Kagome se quedó muda al saber que él la había descubierto y vio como él se acercaba a ella.

—Así es Lady Taisho, no tiene caso seguir fingiendo. Un hombre sería demasiado estúpido si no se diera cuenta y gracias a dios no soy tan imbécil como para caer en esos juegos.

Como no tenía caso seguir fingiendo, Kagome se quitó la peluca y su cabelló le cayó en cascada.

—Renkotsu esta mujer nos ha descubierto – dijo alarmado aquel hombre —Debemos deshacernos de ella.

—No – él negó – Tengo planes mucho mejor para ella. Su esposo es un hombre rico ¿Cuánto crees que nos pague por el rescate de su esposa?

Ante esa pregunta, Mukotsu esbozó una sonrisa de satisfacción.

—No te pagará nada maldito— dijo desafiante.

—Vaya – rio Renkotsu con fuerza – Es usted desafiante señora. Si su esposo no está dispuesto a pagar su rescate, sé de alguien que lo hará gustosamente. Alguien que la deseara fuera de su camino.

Kagome arqueó una ceja ¿Quién deseaba verla muerta?

—La viuda Rushforth – asintió al ver la expresión de pánico en la mujer – Sí, con tal de tener el camino libre con ese Lord Inalcanzable.

—Por mí que se lo quede – respondió la joven. Con la respiración exaltada.

—Ay – aquel hombre hizo una mueca – Si él se queda con ella ¿Quién nos pagara su rescate?

El hombre esbozó una sonrisa, mostrándole una mordaza y una cuerda.

La amordazaron y le ataron los brazos. Por ultimo colocaron un saco negro sobre su cabeza para que no viera la guarida de los hombres. Tuvieron que sacarla por la parte de atrás para que nadie los viera.

El ojidorado salió de la habitación y regresó con Naraku y Bankotsu. Cuando el hombre estaba por felicitarlo por su encuentro con Eri, él simplemente dijo que entre ellos dos no había pasado nada. En cambio, preguntó por Derek y se sorprendió al escuchar que había ido en busca de una compañía.

Idiota – se dijo así mismo – No hubieras actuado por impulso.

Si alguien la descubría la joven estaba perdida.

Así que la esperó impaciente, para ver si aparecía por las escaleras.
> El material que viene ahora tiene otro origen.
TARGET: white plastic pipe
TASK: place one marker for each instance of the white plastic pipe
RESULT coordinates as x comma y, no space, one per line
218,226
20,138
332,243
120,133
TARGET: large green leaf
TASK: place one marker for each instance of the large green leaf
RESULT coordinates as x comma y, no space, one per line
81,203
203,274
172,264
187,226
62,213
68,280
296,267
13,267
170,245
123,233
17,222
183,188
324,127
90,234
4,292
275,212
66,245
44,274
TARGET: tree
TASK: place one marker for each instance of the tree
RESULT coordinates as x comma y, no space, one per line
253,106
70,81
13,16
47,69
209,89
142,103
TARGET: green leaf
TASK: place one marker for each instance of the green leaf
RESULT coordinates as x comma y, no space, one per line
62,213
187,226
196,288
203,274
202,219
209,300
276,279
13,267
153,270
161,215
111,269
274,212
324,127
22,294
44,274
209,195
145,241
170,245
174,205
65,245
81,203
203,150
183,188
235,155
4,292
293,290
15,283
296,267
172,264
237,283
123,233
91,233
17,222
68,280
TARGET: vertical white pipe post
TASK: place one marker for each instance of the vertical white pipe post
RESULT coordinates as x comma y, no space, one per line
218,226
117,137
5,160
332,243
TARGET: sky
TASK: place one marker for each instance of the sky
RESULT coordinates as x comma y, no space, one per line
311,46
Pero ni rastros de ella, poco a poco los clientes comenzaban a dejar el club hasta quedarse solo con Naraku.

Algo andaba mal, lo sabía y se lo decía su corazón.

—El duque Westmoreland ha tardado – comentó.

—Seguramente se ha encontrado con una mujer – respondió Naraku sin dejar de observar su juego — ¿Desde cuándo tan preocupado por lo que haga ese chico? Después de la molestia que te causo. Será mejor que lo tengas apartado un poco de ti.

Si, estaba preocupado y maldito sea él por haberse ido y perderle de vista. Su loca esposa seguramente se había metido en problemas y eso lo presentía, su interior se lo decía.

Alguien llegó hacia él y le entregó una nota, él frunció el cejo, pero seguramente había sido ella quien se la habría mandado.

Abrió la pequeña nota y en cada palabra se le iba el alma a los pies.

"Lord Taisho, disculpe las molestias. Pero, tenemos a su esposa, o mejor dicho al duque Westmoreland ¿O tal vez conozca a Lady Safira? Pero en todas es la misma. Sabe cómo arreglarlo. 2,000 monedas de oro por la vida de su amada esposa y no es negociable.

No dé parte a las autoridades o lo primero que recibirá de su esposa será un dedo."